Mouse Study Links Cortical Inflammation to Immune Cell Destruction

Multiple sclerosis (MS)-associated inflammation in the cerebral cortex — the outermost layer of the brain that is involved in cognitive function — prompts the destruction of neural connections by specific immune cells, according to a study in a mouse model of MS.

These immune cells targeted dendritic spines (nerve cell communication structures) containing abnormally high levels of calcium — a dysregulation previously associated with nerve fiber degeneration in MS.

Importantly, blocking the activation of these immune cells, called phagocytes, successfully prevented the loss of cerebral cortex synapses (sites of neural communication) in the mice, highlighting that similar approaches may help prevent disease progression in people with MS.

“Targeted inhibition of specific types of immune cells can slow synapse damage down, and offers an interesting new therapeutic approach,” Martin Kerschensteiner, MD, one of the study’s co-senior authors, said in a press release. Kerschensteiner is the director of the Institute for Clinical Neuroimmunology at Ludwig-Maximilians University Munich, in Germany.

The study, “Phagocyte-mediated synapse removal in cortical neuroinflammation is promoted by local calcium accumulation,” was published in the journal Nature Neuroscience.

MS is an inflammatory disease characterized by abnormal immune attacks against the protective sheath around nerve cell fibers, which comprise the white matter of the brain. However, as the disease progresses, the gray matter of the brain — made up of nerve cell bodies, axon terminals, and dendrites — also becomes damaged.

Axon terminals are the tips of long nerve cell fibers, while dendrites are shorter fibers containing numerous branches called dendritic spines. The site of near contact between these structures, called a synapse, is where nerve cells transmit chemical and electrical signals to one another.

Notably, loss of synapses is an early indicator of damage to the cerebral cortex (the outermost gray matter area) in cases of progressive MS, and lesions in this region have been associated with cognitive difficulties in MS patients.

However, “how such gray matter inflammation affects neuronal structure and function is not well understood,” the researchers wrote.

Using a mouse model of MS, Kerschensteiner’s team, along with colleagues from other universities, showed that cerebral cortex inflammation reduces nerve cell activity due to a widespread loss of dendritic spines.

Further analysis showed that these structures, which are mainly associated with activating synapses, were destroyed by phagocytes — a group of immune cells that clear the body from harmful invaders, such as bacteria, and damaged or death cells by engulfing (eating) them.

“The nerve cells are effectively silenced,” said Kerschensteiner.

Phagocytes preferentially targeted dendritic spines with abnormally high levels of calcium, a molecule that plays a key role in many nerve cell functions and is therefore tightly regulated.

“We assume that the inflammation reaction itself triggers an influx of calcium, which destabilizes the spines,” said Kerschensteiner.

Thomas Misgeld, MD, a co-senior author of the study at the Technical University of Munich, said these calcium changes “in late-stage MS are reminiscent of those that can also be observed during the early phases of neurodegeneration.”

“However, much to our surprise, we discovered that this process is reversible in our model,” Kerschensteiner added. The model is based on the induction of an acute inflammatory reaction, which is resolved in a few days.

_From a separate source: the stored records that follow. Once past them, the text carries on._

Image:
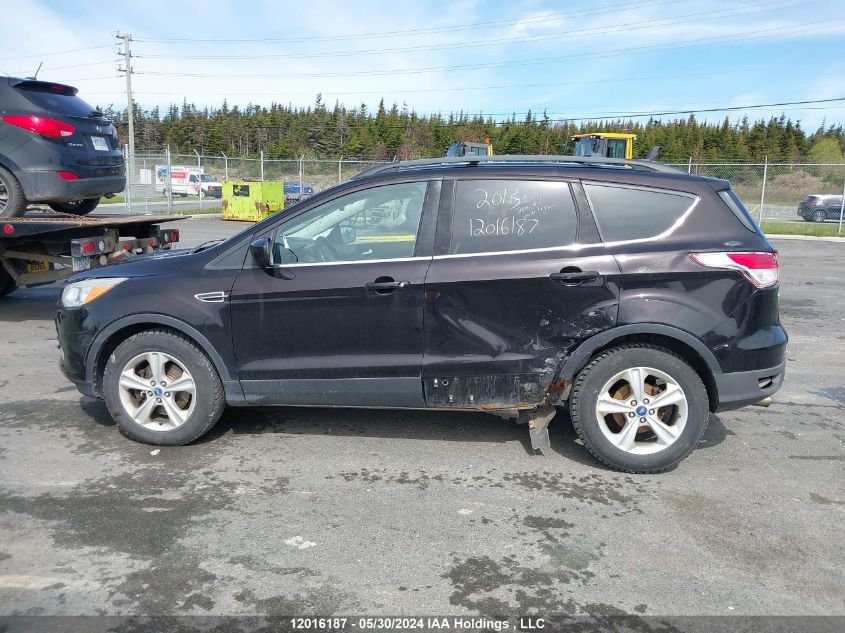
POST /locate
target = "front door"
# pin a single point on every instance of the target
(515, 284)
(337, 319)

The data showed that as soon as the inflammation was resolved, the number of dendritic spines and synapses was restored, and nerve cell activity normalized. These findings contrast with the permanent cerebral cortex damage observed in people with progressive MS, the researchers noted.

“Presumably, the mechanisms responsible for recovery cannot come into effect in these patients, because the inflammation is chronic and remains unresolved,” said Doron Merkler, MD, of the University of Geneva and the study’s third co-senior author.

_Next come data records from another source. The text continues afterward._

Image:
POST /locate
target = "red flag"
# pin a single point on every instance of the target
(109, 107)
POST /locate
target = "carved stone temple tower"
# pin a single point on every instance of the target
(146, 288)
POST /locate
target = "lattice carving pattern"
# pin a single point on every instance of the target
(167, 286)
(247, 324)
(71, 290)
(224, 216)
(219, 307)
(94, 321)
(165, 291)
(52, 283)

Moreover, treating mice with a pharmacological suppressor of phagocyte activation prevented synapse loss in the cerebral cortex, highlighting that approaches targeting phagocytes and their activity may help preserve nerve cell communication and slow disease progression.

However, such approaches must not entirely block the activity of these cells, the team noted, as they are essential for normal immune responses and toxic debris clearance.

“Overall, our study identifies synapse loss as a key [disease-associated] feature of inflammatory gray matter lesions that is amenable to immunomodulatory therapy,” the researchers wrote.